Yet we urgently need electoral reform such as will, among other things, revive the destroyed one of the Two Labour Parties, and save the one of the Two Conservative Parties that is on the brink of being destroyed, both victims of the centralised candidate selection process and of the fact that most seats only ever really become vacant due to death or retirement. At least until the expenses furore, when, exactly, did you last hear of a sitting MP's deselection? I am not suggesting that it should be routine. But it really should happen a bit more often than never, or than only when there is the biggest financial scandal in living memory.

Once upon a time, there were the Two Labour Parties. One was Marxist, indeed probably the single broadest Marxist party in the world. The other was Old Labour, an expression of the Methodist social conscience and of Catholic Social Teaching, powerfully open to mutualism from one of those streams and to Distributism from the other.

In its redemption of the legacy of Keynes and Beveridge, Old Labour saw nothing wrong in strong support for the monarchy, the organic Constitution, national sovereignty, the Union, the Commonwealth, the countryside, grammar schools, traditional moral and social values, controlled importation and immigration, and a realistic foreign policy.

On that basis, it really did deliver the Welfare State, workers' rights, consumer protection, strong communities, conservation (not environmentalism), fair taxation, full employment, proper local government, a powerful Parliament, and, albeit up to an insufficient point, a base of real property from which every household could resist both over-mighty commercial interests and an over-mighty State. The Marxists duly hated it.

And there were the Two Conservative Parties. One was Tory: agrarian, socially conservative, staunchly Christian (especially Protestant, and most especially Anglican in England and Wales, Presbyterian in Scotland), patriotic, highly cautious about intervention abroad, at least sceptical about American influence, pro-Commonwealth, and Arabist if anything in relation to the Middle East.

The other was Whig: capitalist, libertarian, broadly or strongly secular, globalist, committed to making the world anew even at the barrel of a gun, uncritically supportive of America when defined in those terms, scornful of the Commonwealth, and ferociously Zionist in the original sense of secular Ashkenazi nationalist.

The Tories supported exactly as much State action as was necessary in their preferred causes. So did the Whigs. But the Tories made no bones about it, whereas the Whigs insisted that they were anti-State. They therefore had very different attitudes towards those who worked in or otherwise depended on State action. Other than, of course, State action that benefited Whigs.
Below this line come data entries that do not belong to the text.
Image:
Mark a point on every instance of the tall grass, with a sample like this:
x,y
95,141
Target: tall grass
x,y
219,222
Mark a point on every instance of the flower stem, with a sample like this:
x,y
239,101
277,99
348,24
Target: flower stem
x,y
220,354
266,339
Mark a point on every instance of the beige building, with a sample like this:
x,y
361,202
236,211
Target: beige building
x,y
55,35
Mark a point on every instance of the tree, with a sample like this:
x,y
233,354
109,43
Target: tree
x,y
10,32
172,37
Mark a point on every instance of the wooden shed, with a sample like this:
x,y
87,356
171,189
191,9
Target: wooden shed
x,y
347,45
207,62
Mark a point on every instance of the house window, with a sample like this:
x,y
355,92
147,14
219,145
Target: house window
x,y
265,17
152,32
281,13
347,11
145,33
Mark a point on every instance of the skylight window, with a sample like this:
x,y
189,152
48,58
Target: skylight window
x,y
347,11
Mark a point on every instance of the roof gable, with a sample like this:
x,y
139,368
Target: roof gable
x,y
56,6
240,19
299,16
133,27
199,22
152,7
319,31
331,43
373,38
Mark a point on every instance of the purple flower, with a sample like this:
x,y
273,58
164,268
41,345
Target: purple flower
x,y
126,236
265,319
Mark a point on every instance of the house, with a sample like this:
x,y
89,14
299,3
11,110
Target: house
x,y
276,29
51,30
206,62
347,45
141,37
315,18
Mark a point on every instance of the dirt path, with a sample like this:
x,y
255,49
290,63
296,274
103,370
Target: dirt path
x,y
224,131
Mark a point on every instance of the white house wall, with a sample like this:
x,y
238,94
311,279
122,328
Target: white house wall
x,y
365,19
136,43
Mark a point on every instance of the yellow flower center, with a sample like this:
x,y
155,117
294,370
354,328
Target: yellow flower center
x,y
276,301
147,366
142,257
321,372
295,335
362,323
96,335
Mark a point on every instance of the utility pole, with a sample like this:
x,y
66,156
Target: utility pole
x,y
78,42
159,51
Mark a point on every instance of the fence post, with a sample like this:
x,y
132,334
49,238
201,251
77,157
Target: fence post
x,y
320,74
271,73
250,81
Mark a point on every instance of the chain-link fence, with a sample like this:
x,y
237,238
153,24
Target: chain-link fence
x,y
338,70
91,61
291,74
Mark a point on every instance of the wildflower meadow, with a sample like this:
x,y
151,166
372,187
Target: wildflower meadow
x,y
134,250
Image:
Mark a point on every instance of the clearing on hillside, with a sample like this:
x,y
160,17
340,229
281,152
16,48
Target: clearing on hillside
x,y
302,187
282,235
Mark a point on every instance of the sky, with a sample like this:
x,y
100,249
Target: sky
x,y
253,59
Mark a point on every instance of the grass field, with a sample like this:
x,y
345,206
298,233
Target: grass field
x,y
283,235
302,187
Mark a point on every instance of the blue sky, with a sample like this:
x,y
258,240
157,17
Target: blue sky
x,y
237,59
The Two Labour Parties and the Two Conservative Parties were both marriages of convenience in circumstances long since vanished. But most people thought of them as old-fashioned marriages, in that they might one day end in murder, but never divorce. Such has indeed turned out to have been the case.

Following academic Marxism in changing the means while leaving the ends intact, the Marxist Labour Party has overthrown the Old Labour Party, excluding it from parliamentary selection and disenfranchising its huge electorate. Meanwhile, the Whigs have done the same to the Tories. To cut several long stories short, there is little or no political difference between the two monolithic parties thus created, but very little popular support for their shared principles and policies.

Whereas there is huge popular support for the many principles and policies common to Old Labour and the Tories, and perhaps considerable popular support for the principles and policies particular to each of them, although I sincerely struggle to see what those are or might be. Yet there is no way of voting accordingly.

For the time being, we must organise candidates of our own within the system as it exists. But what system would best serve the re-emergence of real voter choice on a permanently guaranteed basis, and why?